Friday, October 31, 2003
Trackin' My Time...a Review of BOnTime v1.6.1
Posted by Don Tolson in "SOFTWARE" @ 10:02 AM
Tired of filling up your calendar with fake appointments in order to record time you've worked on projects or with clients? BSystems Ltd. has released the latest version of BOnTime, a time tracking/accounting/reporting application which is geared toward those of us chained to the weekly timesheet, and actually makes time recording a lot simpler!
For those of us involved in consulting or other 'contract-based' work, timesheets have always been the bane of our existence. They're required (so we can get paid), but they can be a royal pain -- especially when you're working for multiple clients, on multiple projects and everyone wants details on what you've been doing for whom. Well, BSystems Ltd. has released version 1.6.1 of their BOnTime application which looks like a pretty reasonable time recorder with enough output options to maybe fill in those timesheets for you! :mrgreen:
Over the years of my time with PDAs, I've tried to make the best use of the available tools to keep track of my work so that timesheet day wouldn't be so difficult. For the last year or so, I've been creating appointments in Pocket Outlook to track time spent on projects for each of my clients, then translating those -- day by day -- on Fridays when I need to submit my timesheets. Now, I'm not saying that using Pocket Outlook as a time recorder is necessarily a bad thing. There are a lot of advantages -- including automatic backup to my desktop whenever I synchronize; having a single source of information about what I've done; and integration of documents and contacts with recorded work. The down side is an incredible cluttering of my calendar with stuff that isn't really appointments or meetings, which gets even worse when I'm actually working on multiple clients' projects simultaneously. What I end up doing now is to simply fill in appointments for the day with guesstimates as to the number of hours allocated to each. If it's a really bad week, I sometimes wait until the end of the week and simply share the time between the projects I worked on during the week. I need something easier, so I decided to give BOnTime a try.

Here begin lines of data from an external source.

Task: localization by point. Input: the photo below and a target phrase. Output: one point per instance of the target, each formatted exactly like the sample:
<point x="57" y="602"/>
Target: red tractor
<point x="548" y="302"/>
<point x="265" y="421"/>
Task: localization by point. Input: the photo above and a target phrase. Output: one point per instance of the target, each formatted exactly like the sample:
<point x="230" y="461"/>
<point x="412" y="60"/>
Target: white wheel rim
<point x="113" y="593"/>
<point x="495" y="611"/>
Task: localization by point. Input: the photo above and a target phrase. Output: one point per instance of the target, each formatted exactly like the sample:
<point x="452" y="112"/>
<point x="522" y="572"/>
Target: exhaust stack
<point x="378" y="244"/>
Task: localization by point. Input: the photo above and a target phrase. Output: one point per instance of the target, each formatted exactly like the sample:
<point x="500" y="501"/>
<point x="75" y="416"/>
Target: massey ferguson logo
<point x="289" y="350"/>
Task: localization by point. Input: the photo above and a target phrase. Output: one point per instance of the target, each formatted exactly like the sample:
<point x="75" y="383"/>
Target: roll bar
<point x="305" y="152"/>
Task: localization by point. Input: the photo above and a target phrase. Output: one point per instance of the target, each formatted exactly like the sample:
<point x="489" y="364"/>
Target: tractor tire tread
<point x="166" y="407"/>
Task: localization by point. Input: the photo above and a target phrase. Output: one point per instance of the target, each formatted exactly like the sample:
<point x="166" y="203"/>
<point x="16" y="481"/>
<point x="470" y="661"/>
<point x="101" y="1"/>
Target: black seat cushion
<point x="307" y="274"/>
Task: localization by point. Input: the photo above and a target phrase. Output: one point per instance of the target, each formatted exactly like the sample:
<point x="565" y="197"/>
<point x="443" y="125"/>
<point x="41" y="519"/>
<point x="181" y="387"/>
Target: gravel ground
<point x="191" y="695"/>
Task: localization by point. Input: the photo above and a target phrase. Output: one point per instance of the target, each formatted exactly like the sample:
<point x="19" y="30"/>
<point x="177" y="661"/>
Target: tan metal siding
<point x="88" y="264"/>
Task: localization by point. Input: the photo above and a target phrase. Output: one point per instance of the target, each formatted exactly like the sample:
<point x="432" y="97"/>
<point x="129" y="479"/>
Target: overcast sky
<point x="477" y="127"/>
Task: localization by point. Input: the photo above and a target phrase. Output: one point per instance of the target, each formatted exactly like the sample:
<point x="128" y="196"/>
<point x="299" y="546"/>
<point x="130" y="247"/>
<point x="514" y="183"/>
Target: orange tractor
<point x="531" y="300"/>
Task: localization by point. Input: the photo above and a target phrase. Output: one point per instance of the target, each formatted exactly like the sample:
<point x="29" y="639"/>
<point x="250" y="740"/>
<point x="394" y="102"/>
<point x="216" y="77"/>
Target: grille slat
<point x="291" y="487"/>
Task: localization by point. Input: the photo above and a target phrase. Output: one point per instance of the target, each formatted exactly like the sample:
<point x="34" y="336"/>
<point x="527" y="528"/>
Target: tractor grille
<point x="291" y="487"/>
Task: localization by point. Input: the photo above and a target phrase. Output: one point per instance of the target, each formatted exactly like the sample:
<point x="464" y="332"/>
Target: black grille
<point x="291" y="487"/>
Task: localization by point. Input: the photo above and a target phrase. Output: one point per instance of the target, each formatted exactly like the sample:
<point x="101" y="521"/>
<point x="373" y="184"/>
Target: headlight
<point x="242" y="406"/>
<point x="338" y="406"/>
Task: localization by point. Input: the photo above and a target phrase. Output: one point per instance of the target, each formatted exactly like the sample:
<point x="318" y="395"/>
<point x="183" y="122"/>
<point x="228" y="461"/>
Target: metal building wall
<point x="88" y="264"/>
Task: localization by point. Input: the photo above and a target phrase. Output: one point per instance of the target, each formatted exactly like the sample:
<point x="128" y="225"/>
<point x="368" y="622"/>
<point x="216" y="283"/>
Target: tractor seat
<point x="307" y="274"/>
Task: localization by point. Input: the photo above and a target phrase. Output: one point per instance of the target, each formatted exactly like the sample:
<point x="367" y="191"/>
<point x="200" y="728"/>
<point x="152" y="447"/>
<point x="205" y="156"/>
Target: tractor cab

When you first start up BOnTime, there is an initial splash screen, then a display of the current client/project/task/job tree structure.
Figure 1: BOntime's main screen
Looks a bit blank, huh? Well, never fear, BOnTime includes a Help file with a pretty thorough description of the functions available, and they're arranged in chapters which follow you through the normal work flow. However, here are some 'quick start' hints. First, it's important to remember that BOnTime uses a Client/Project/Task/Job hierarchy -- which you remember from reading the documentation, right? ;-) So the first step is create a new client. This can be accomplished from either the New menu at the bottom of the screen, or by tapping and holding anywhere within the tree display area. This will bring up a context-sensitive menu of options, including the New menu, from which you select Client.
Once you've created your client(s), you then create projects for each client by highlighting the client in the tree, then selecting New/Project from either the New menu or by tapping and holding within the tree display. Similarly, you'll need to create Tasks for each one of the Projects, since you can only record actual time spent by creating Jobs assigned to a specific Task. This is one of the unfortunate parts of having to use the entire hierarchy -- there's no way to record work at a higher level, such as directly against a Client or a Project. I got around this by creating dummy 'Stuff' tasks for each of my projects where there weren't specific tasks, or where I didn't need to record to that level of detail. Once you've got this structure built, subsequent initiations of BOnTime take you to the Client level depiction of the tree.
Figure 2: Main screen with Clients
Fortunately, BOnTime lets you duplicate the names of Projects, Tasks and Jobs between Clients, so you can have multiple Clients involved in the same Project, and use similar Task names (like 'Stuff') in different Projects. You can also go back and change the names of Clients, Projects or Tasks by selecting them in the tree and tapping Edit/Properties from the menus.